Greener Pastures Poster

The premise is both simplistic and implausible, but it does offer fertile ground for comedy.

If you’ve been waiting for the right occasion to partake of medical or legalized marijuana, here it is: The Israeli comedy Greener Pastures plays the Lenore Marwil Detroit Jewish Film Festival at 7 p.m. Monday, May 2.

I don’t mean to suggest that the movie’s inclusion is cause for celebration. I’m saying that your viewing pleasure will be enhanced by being under the influence.

A genial, easygoing effort populated by generally likable characters, Assaf Abiri and Matan Guggenheim’s debut feature provides mildly diverting entertainment. OK, let me be blunt: You’ve got to be high to find it funny.

The good news is that Greener Pastures delivers none of what passes for humor in some circles: bodily function jokes, embarrassing sexual situations, gratuitous swearing, viciously insulting banter. But the absence of anything remotely edgy gives the movie an odd vibe, as if it’s taking place in the comparatively innocent 1970s or 1980s rather than the present day.

That may explain how the 2020 movie corralled a remarkable 12 Ophir Award nominations —including Best Film, Director, Screenplay, Actor and Actress — and also how it didn’t win even one of those Israeli Oscars.

The plot revolves around Dov (Shlomo Bar-Aba), a sad-sack widower and retired postal worker who’s just moved into new digs in an upscale retirement community. It’s a nice place, but it’s not home — or rather, the house he lived in for decades before his estranged daughter and grandson made him relocate.

Presumably, Dov was compelled to leave because he lost his pension as a consequence of the privatization of the postal service and the devious strategies of some well-placed gonifs. If he has a purpose in life, it is to somehow score the shekels to get back into his house.

Dov’s friends encourage him to lighten up by lighting up — that is, by taking advantage of the cannabis reform laws that offer free, government-supplied weed to people over 75. This straight arrow refuses to touch the stuff, although he unknowingly enjoys the effects when someone slips him a THC-packed cookie.

Eventually, a light bulb goes on and the grumpy old man figures out a way to turn free medical marijuana for seniors into market-price pot for everyone else. The end goal, of course, is to repurchase his old house with his profits.

The premise is both simplistic and implausible, but it does offer fertile ground for comedy. Alas, the filmmakers don’t exploit it. Does Dov reinvent himself as an entrepreneur, with a line of tie-dyed clothes and Bibi rolling papers?
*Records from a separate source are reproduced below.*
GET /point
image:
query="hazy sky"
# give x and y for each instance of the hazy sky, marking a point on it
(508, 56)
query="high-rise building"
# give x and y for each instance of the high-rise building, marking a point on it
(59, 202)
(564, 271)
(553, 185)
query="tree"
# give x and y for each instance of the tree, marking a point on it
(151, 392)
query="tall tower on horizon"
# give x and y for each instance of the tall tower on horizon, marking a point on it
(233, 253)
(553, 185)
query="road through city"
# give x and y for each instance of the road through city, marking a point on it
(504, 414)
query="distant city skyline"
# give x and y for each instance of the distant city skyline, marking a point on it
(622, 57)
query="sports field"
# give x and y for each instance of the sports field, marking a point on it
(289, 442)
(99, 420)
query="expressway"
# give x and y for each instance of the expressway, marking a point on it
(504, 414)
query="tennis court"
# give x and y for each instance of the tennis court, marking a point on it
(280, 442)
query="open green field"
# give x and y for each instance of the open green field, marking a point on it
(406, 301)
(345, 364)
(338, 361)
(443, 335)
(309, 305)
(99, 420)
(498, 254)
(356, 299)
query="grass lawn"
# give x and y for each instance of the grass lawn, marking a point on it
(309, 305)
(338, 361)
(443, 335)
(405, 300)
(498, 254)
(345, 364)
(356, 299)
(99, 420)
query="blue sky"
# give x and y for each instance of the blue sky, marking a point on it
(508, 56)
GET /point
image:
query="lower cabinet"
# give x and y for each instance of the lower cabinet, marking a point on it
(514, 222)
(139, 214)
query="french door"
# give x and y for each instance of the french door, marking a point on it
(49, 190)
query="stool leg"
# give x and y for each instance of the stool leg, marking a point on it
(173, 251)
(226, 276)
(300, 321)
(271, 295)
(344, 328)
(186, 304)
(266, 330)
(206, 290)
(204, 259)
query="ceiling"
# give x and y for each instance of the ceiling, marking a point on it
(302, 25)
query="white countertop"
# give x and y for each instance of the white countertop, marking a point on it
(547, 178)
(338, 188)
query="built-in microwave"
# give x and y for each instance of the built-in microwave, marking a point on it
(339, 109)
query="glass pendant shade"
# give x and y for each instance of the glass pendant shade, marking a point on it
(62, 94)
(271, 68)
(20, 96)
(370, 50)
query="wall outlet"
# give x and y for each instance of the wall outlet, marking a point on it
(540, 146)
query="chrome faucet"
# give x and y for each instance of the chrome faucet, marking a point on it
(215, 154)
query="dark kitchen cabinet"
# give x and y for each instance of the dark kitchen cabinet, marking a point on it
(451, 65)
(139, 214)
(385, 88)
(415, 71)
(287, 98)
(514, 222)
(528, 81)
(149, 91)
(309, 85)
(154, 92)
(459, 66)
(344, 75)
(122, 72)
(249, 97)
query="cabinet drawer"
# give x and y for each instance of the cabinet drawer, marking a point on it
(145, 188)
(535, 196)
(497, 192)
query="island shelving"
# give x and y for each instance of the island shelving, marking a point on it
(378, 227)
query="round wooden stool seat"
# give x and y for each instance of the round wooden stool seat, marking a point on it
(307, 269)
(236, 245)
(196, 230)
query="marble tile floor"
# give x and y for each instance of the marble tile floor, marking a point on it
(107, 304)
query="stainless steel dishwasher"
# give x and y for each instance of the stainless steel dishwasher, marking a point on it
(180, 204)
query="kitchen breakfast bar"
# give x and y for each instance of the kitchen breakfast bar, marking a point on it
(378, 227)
No. Does his inner rebel emerge and manifest itself in a caustic Israeli disdain for authority and rules? No. Do his aged co-conspirators adopt Scarface bling and slang? No.

The underlying problem with “Greener Pastures,” aside from its prosaic execution, is that Dov’s plan is fueled by a desire to go back — to his house, to the past — rather than into a new future rife with possibilities. The promise of the title, curiously, doesn’t pertain to its protagonist.

Even the emergence of a potential love interest is undercut by Dov taking her to visit the house. Sure, we root for Dov’s short-term criminal venture, but we’re not inspired by either him or his crusade.

Dov’s scheme, it’s worth noting, requires the participation of his grandson’s girlfriend, an attorney who hates her day job. (Her housewarming gift when Dov moved into the retirement community was a plant she pilfered from her office.) It turns out her key role, emotionally, is to be the link through which Dov might find his way to reconnect with his family.

Greener Pastures ultimately plays out as a parable of reconciliation rather than a Golden Years farce or stoned crime caper. In fact, perhaps you’re better off not thinking of it as a comedy at all. What’s that? I’m too late, and you’re halfway through a joint? Now that’s funny.